Cameron Parish to plead its case, appeals to LHSAA to be removed from ‘select’ status
Published 8:00 am Wednesday, September 7, 2022
Cameron is one of several parishes that will be represented in Baton Rouge today to appeal the designation of its athletic programs as “Select” by the Louisiana High School Association.
The LHSAA changed the definition of select and nonselect schools in June and put Grand Lake, Hackberry, Johnson Bayou and South Cameron on the select side.
All appeals will be made to the Executive Committee in a closed-door meeting today.
On Thursday, Executive Director Eddie Bonine will announce his recommendation for select and nonselect playoff bracket sizes, according to a story posted on crecentcitysports.com.
The select designation for Cameron Parish schools stems from an emergency ruling its school board made after Hurricane Rita almost wiped the parish off the map in 2005. With most families displaced, the school board instituted an emergency open enrollment that allowed displaced students to attend schools in Cameron while living out of the standard attendance zones as long as they provided their own transportation.
“Cameron Parish, and still is to this day and before we did what we did, was not open enrollment,” Cameron Parish Superintendent Charley Lemons said. “It never was. Prior to Rita, the school board adhered to a strict attendance zone. Then, after Rita, what happened was they didn’t want the superintendent doing a case-by-case basis.

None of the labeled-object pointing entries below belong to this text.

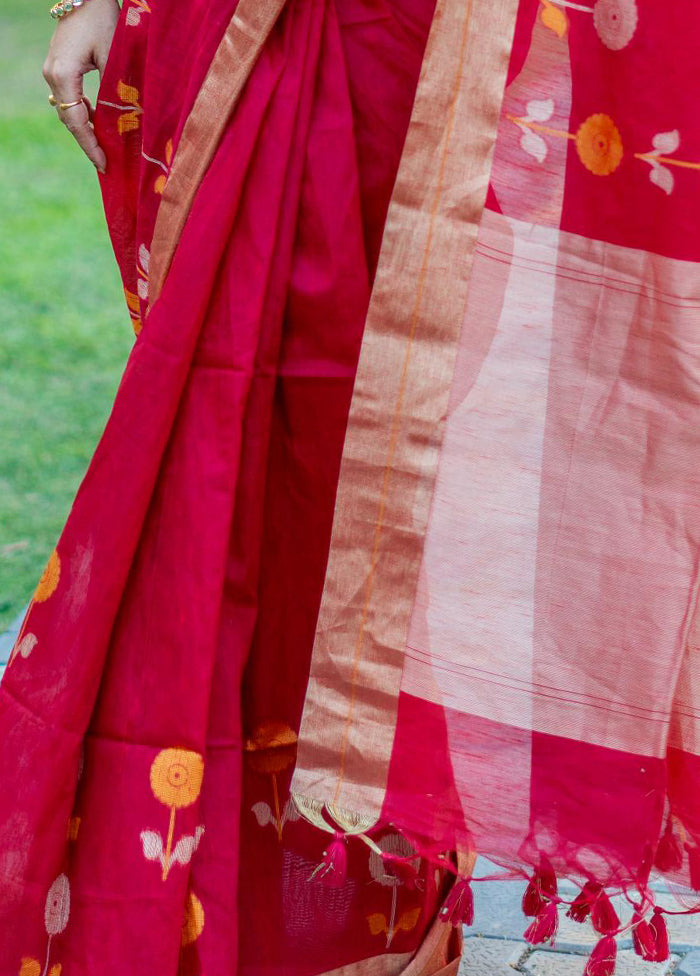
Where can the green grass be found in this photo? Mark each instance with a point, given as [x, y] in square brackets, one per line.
[64, 330]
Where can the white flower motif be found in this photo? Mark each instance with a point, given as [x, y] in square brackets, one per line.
[616, 22]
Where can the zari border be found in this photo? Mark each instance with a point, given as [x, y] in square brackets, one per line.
[230, 68]
[399, 405]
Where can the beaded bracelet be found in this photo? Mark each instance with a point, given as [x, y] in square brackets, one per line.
[64, 7]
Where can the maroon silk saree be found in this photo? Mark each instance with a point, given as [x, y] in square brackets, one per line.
[317, 635]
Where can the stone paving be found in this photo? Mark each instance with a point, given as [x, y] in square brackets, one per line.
[495, 946]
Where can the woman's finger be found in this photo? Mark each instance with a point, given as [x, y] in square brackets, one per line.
[76, 117]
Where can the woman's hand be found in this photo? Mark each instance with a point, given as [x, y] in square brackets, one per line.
[80, 44]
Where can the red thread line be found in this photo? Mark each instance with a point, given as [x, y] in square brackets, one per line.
[536, 684]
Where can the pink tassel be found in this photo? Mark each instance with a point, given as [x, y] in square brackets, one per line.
[401, 869]
[603, 916]
[333, 868]
[603, 958]
[581, 907]
[541, 888]
[643, 938]
[459, 905]
[669, 856]
[544, 928]
[694, 866]
[660, 934]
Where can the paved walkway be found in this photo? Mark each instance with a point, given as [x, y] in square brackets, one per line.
[495, 946]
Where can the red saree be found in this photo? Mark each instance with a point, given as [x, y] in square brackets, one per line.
[166, 635]
[486, 533]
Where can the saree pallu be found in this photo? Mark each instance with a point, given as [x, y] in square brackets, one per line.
[172, 629]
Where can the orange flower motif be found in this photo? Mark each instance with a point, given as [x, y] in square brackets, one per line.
[73, 828]
[599, 145]
[193, 922]
[272, 747]
[176, 780]
[176, 777]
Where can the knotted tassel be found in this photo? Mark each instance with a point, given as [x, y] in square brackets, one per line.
[669, 855]
[643, 938]
[603, 958]
[544, 928]
[541, 888]
[603, 916]
[660, 934]
[581, 906]
[401, 869]
[459, 905]
[694, 866]
[334, 866]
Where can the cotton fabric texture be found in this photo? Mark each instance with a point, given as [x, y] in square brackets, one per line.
[317, 634]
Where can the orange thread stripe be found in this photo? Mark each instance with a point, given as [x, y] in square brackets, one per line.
[415, 314]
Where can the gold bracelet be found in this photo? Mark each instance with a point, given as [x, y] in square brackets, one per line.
[65, 7]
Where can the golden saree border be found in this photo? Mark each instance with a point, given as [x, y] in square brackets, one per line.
[228, 72]
[399, 405]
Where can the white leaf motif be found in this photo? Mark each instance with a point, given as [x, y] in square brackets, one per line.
[534, 145]
[27, 645]
[662, 177]
[540, 110]
[144, 258]
[263, 814]
[152, 845]
[666, 143]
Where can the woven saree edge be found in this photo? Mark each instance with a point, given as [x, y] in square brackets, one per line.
[400, 401]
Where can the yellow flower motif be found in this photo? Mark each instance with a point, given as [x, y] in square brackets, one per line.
[134, 306]
[599, 145]
[49, 579]
[176, 777]
[272, 747]
[193, 922]
[30, 967]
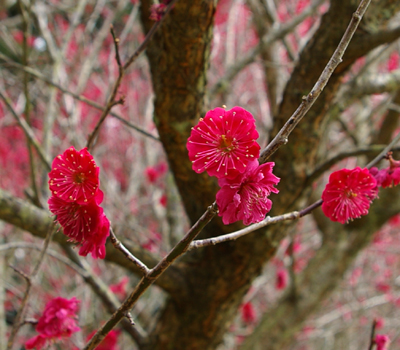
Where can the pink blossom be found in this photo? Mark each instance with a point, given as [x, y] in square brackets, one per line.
[248, 313]
[246, 196]
[157, 11]
[382, 341]
[78, 220]
[83, 223]
[348, 194]
[282, 278]
[74, 176]
[109, 342]
[223, 142]
[393, 61]
[58, 321]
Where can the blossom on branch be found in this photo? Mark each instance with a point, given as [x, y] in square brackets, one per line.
[58, 321]
[348, 194]
[74, 176]
[223, 142]
[246, 196]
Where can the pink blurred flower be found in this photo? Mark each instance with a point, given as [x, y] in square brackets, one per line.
[109, 342]
[58, 321]
[224, 142]
[393, 61]
[246, 196]
[74, 176]
[282, 279]
[382, 341]
[120, 288]
[348, 194]
[390, 176]
[248, 313]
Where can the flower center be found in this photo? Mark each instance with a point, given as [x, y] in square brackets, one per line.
[79, 178]
[225, 144]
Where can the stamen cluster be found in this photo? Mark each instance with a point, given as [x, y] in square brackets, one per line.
[224, 145]
[76, 198]
[348, 194]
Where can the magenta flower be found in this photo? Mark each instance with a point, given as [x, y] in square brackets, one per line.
[224, 142]
[74, 176]
[382, 341]
[83, 223]
[282, 279]
[58, 321]
[79, 221]
[246, 196]
[348, 194]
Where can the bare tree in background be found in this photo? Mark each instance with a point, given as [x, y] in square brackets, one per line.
[58, 70]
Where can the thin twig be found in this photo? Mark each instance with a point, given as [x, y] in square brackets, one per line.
[81, 98]
[149, 36]
[29, 280]
[27, 130]
[111, 102]
[107, 297]
[118, 245]
[372, 336]
[282, 137]
[276, 34]
[153, 274]
[336, 159]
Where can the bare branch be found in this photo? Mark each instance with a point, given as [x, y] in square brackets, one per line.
[282, 137]
[118, 245]
[153, 274]
[148, 37]
[27, 130]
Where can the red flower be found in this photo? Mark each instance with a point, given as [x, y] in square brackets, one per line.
[79, 221]
[224, 142]
[83, 223]
[246, 196]
[348, 194]
[58, 321]
[74, 176]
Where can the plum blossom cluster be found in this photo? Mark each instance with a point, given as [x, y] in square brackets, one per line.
[224, 145]
[57, 321]
[76, 198]
[348, 194]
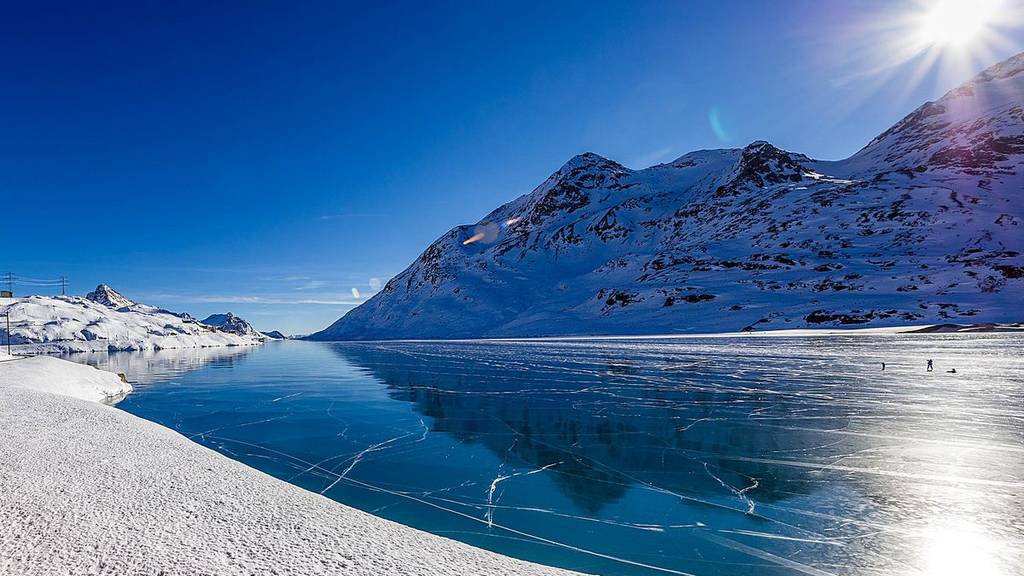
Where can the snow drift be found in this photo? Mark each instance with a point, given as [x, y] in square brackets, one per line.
[104, 320]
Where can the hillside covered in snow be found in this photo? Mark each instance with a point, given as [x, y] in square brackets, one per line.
[923, 225]
[104, 320]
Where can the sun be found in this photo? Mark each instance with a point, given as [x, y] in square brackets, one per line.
[955, 24]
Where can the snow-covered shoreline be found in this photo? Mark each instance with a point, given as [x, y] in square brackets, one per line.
[105, 321]
[95, 490]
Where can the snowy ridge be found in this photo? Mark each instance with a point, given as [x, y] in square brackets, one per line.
[230, 323]
[104, 320]
[922, 225]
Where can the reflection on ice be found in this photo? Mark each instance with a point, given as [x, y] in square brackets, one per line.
[698, 456]
[145, 367]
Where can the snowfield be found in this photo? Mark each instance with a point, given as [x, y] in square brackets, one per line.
[923, 225]
[59, 376]
[89, 489]
[104, 320]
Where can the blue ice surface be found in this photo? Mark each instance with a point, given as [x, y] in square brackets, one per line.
[742, 455]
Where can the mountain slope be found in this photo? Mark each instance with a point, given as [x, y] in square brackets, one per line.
[922, 225]
[230, 323]
[104, 320]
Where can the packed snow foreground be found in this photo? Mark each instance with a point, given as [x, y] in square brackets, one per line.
[89, 489]
[104, 320]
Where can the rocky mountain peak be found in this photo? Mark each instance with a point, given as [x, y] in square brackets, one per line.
[762, 164]
[230, 323]
[108, 296]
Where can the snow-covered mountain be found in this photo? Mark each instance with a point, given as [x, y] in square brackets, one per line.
[230, 323]
[108, 296]
[104, 320]
[923, 225]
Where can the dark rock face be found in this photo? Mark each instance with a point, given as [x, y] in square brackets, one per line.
[923, 224]
[108, 296]
[230, 323]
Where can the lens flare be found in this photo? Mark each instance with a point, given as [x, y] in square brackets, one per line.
[955, 23]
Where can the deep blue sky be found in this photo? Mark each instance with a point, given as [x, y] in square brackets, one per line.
[265, 158]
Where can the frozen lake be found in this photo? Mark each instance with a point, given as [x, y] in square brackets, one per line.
[752, 455]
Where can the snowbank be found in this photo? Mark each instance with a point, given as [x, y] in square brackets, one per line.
[74, 324]
[59, 376]
[95, 490]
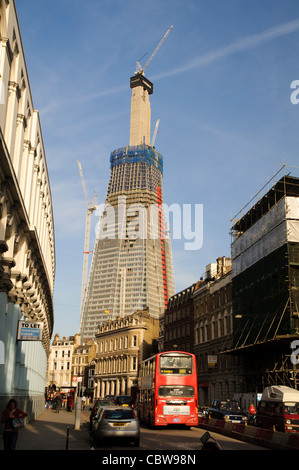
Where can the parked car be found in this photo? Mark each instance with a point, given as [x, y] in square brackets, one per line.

“So they just said we are going to make it open enrollment. The kids that relocated — whether it is Lake Charles or went further north — you are more than welcome to go back down to where you were at but you have to provide your transportation. There was never a policy change. That is just what was done. It was an understood deal.
“In June, I had the board, right after all this mess came out, go on record and say that Cameron Parish is in fact not open enrollment and we have attendance boundaries that we follow.”
Lemons will appeal to the Executive Committee today.
“I would hope that they understood why the Cameron Parish superintendent and board that was in place then did what they did but still make sure that our kids follow the LHSAA rules,” Lemons said. “If you have never experienced anything like a hurricane and have families that are displaced, you really just don’t understand. We didn’t use the open enrollment rule as an advantage to get a kid eligible at any location. I would hope they understand that.”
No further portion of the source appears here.